Presentation #407.04D in the session “Star Clusters: Galactic & Extragalactic”.

Published onJan 11, 2021
Young Stars amid External Radiation and Colliding Clusters

Because stars are not born in isolation, they can be subject to external radiation from neighboring hot stars and to close stellar interactions. The hot stars ζ Pup and γ2 Vel powering the diffuse Gum Nebula shine so intensely that their ultraviolet radiation can disperse the protoplanetary disks of stars up to a hundred light years away, hastening disk evolution and possibly impeding planet formation.
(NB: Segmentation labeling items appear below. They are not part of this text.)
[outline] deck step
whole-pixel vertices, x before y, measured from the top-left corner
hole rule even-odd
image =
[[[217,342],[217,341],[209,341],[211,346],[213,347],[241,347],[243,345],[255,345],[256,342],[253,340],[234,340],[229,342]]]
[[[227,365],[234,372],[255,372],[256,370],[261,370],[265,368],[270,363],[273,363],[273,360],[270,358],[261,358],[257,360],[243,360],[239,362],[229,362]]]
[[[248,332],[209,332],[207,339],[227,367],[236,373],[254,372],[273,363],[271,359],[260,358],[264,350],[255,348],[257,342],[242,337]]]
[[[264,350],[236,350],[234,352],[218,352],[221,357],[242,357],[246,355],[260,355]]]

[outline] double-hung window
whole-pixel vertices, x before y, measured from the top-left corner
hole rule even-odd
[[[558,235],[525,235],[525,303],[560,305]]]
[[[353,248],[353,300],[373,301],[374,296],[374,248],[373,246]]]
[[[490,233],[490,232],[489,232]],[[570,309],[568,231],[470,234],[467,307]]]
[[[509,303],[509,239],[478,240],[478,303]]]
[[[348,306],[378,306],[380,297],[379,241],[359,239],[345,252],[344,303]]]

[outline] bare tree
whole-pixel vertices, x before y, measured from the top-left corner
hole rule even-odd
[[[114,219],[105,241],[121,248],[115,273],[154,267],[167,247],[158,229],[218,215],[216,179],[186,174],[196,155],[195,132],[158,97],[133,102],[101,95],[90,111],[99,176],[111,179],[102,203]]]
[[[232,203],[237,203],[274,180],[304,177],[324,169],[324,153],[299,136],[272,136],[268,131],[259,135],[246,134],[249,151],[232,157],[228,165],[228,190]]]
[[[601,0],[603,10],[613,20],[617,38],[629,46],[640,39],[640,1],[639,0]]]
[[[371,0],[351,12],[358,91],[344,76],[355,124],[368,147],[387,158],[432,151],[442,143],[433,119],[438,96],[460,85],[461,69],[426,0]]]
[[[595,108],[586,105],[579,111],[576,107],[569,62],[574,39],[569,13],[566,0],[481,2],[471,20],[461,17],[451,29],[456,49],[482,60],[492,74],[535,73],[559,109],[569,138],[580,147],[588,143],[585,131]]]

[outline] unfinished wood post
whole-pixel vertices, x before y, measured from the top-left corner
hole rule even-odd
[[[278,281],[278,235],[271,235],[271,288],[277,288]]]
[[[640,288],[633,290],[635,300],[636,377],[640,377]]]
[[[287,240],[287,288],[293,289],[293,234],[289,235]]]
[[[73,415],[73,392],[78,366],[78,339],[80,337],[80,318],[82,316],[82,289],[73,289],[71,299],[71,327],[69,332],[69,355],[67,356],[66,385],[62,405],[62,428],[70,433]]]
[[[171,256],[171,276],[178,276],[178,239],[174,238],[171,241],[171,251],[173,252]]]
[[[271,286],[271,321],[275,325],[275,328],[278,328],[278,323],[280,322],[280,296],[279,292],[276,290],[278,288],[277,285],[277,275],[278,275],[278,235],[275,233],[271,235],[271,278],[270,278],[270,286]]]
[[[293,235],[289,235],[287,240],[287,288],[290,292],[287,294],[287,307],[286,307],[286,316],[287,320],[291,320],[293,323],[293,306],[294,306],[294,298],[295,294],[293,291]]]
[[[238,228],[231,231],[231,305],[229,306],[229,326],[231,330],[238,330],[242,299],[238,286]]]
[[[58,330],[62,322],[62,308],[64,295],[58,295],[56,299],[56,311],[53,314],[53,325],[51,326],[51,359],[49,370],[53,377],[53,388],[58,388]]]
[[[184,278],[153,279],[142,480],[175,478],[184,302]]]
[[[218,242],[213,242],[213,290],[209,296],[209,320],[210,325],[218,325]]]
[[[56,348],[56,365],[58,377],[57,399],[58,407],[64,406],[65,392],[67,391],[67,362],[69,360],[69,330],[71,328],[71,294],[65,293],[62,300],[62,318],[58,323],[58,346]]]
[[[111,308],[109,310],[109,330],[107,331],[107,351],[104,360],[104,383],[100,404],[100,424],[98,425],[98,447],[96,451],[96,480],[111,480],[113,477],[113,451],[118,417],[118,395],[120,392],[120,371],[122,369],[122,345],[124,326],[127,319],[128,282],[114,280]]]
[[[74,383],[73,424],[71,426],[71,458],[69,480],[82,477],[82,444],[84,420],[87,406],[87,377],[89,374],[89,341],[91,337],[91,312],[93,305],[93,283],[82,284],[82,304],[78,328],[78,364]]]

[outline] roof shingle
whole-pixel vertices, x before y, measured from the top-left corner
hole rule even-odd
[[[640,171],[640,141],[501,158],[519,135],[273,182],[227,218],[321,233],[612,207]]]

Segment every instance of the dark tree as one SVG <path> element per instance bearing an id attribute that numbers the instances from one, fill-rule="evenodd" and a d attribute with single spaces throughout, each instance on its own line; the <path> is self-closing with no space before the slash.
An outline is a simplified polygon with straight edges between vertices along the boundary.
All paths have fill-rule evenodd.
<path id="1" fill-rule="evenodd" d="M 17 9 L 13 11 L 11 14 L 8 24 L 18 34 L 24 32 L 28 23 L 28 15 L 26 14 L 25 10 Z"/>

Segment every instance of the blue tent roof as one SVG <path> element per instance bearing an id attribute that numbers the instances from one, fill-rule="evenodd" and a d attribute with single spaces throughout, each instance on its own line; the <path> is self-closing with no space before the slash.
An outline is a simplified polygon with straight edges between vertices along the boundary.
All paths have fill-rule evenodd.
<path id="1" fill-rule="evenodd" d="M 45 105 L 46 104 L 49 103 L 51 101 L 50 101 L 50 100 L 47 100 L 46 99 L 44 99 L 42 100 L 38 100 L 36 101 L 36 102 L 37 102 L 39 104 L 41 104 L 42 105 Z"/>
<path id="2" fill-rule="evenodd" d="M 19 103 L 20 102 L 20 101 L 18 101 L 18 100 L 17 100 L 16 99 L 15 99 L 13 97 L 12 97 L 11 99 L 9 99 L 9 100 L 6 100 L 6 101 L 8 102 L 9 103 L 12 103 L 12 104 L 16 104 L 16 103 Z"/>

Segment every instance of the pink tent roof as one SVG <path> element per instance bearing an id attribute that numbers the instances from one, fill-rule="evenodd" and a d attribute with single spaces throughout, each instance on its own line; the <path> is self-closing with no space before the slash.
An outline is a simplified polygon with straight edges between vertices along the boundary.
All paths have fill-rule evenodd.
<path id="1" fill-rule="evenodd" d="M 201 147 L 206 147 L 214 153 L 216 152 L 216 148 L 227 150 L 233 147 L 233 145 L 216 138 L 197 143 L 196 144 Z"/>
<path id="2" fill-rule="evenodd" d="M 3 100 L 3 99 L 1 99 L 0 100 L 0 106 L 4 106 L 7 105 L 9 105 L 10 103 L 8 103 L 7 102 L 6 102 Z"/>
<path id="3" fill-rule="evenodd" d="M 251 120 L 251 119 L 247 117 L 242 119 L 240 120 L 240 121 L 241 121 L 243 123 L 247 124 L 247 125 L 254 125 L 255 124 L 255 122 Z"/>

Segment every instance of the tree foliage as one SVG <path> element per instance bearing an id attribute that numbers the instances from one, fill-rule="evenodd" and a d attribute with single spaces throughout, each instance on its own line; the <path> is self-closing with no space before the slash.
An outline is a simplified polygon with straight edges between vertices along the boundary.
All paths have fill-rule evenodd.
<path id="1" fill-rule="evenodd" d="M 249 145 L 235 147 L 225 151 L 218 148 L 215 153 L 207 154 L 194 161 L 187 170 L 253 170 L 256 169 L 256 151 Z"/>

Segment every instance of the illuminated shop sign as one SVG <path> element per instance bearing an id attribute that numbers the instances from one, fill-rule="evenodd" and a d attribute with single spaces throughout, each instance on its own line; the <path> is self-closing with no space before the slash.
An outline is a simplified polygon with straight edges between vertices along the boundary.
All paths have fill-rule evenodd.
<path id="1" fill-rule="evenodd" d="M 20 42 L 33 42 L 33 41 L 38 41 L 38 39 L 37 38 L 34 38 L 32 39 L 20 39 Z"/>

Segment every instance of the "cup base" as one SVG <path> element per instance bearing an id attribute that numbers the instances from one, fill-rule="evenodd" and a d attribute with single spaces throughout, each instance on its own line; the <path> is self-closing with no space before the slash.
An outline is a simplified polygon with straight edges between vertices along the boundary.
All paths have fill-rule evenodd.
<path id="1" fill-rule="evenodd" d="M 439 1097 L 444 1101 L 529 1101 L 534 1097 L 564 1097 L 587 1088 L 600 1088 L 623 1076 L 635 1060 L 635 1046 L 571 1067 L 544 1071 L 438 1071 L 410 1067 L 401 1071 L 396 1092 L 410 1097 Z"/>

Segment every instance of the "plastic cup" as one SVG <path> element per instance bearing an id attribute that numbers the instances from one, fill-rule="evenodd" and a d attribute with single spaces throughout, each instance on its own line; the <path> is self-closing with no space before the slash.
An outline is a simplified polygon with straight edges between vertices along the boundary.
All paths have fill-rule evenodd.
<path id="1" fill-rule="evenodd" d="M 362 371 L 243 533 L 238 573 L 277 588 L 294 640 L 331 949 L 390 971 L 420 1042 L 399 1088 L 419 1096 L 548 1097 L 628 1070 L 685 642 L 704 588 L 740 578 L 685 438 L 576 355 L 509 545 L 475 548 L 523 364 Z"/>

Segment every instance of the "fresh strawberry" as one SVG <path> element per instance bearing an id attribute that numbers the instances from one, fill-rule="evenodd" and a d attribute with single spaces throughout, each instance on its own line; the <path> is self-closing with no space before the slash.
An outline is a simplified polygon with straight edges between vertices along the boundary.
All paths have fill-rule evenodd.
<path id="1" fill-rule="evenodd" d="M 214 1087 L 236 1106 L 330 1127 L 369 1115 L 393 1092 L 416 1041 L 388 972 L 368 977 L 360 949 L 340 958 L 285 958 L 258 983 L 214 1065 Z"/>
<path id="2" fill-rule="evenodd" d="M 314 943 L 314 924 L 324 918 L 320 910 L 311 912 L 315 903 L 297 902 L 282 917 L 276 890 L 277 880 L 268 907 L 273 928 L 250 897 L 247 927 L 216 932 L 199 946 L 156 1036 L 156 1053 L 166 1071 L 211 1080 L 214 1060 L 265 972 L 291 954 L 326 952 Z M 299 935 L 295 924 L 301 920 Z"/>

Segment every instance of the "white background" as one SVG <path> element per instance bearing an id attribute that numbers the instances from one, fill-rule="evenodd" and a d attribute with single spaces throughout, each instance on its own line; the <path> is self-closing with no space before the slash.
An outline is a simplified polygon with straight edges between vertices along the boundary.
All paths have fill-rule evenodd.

In the stellar association near cometary globule CG 30 (FUV radiation G0 = 6.6+3.2-2.7), the accretion disk fraction is only 29% ± 14%, low for the association’s young age of ~0.5 Myr. In 7 other clusters we found throughout the Gum Nebula (G0 = 2.1 - 17.0), 43% of 207 measured projected rotation speeds are >40 km s-1, high for the clusters’ intermediate ages of 6 — 680 Myr and possibly a symptom of early disk erosion. Based on Gaia DR2 data and our own spectroscopically measured radial velocities, we serendipitously discovered that the Gum Nebula clusters UPK 535 and Theia 120 collided with each other 0.74 ± 0.11 Myr ago. Their closest center-of-mass approach is 17.4 ± 2.4 pc, just slightly larger than the clusters’ half-stars radii of 13.4 pc and 15.3 pc. This event may be the first-ever case study of colliding clusters close enough to Earth for detailed analysis of stellar motions, properties, and disk properties. According to our Monte Carlo simulation, 55 ± 8 stars come within 1 pc of each other during the encounter. The tightest star-star interaction is 0.14 ± 0.06 pc, less than the radial extent of the Sun’s Oort cloud. If these stars possess Oort clouds similar to the Sun’s, the largest impulse on these clouds is 0.51 ± 0.43 M pc-1 km-1 s, large enough to perturb the orbits of Oort cloud comets and plague any present exoplanets with heavy bombardment. Collectively our research on stars and their dramatic interactions elucidates how young stars and their potential planets are affected by their dynamic environments.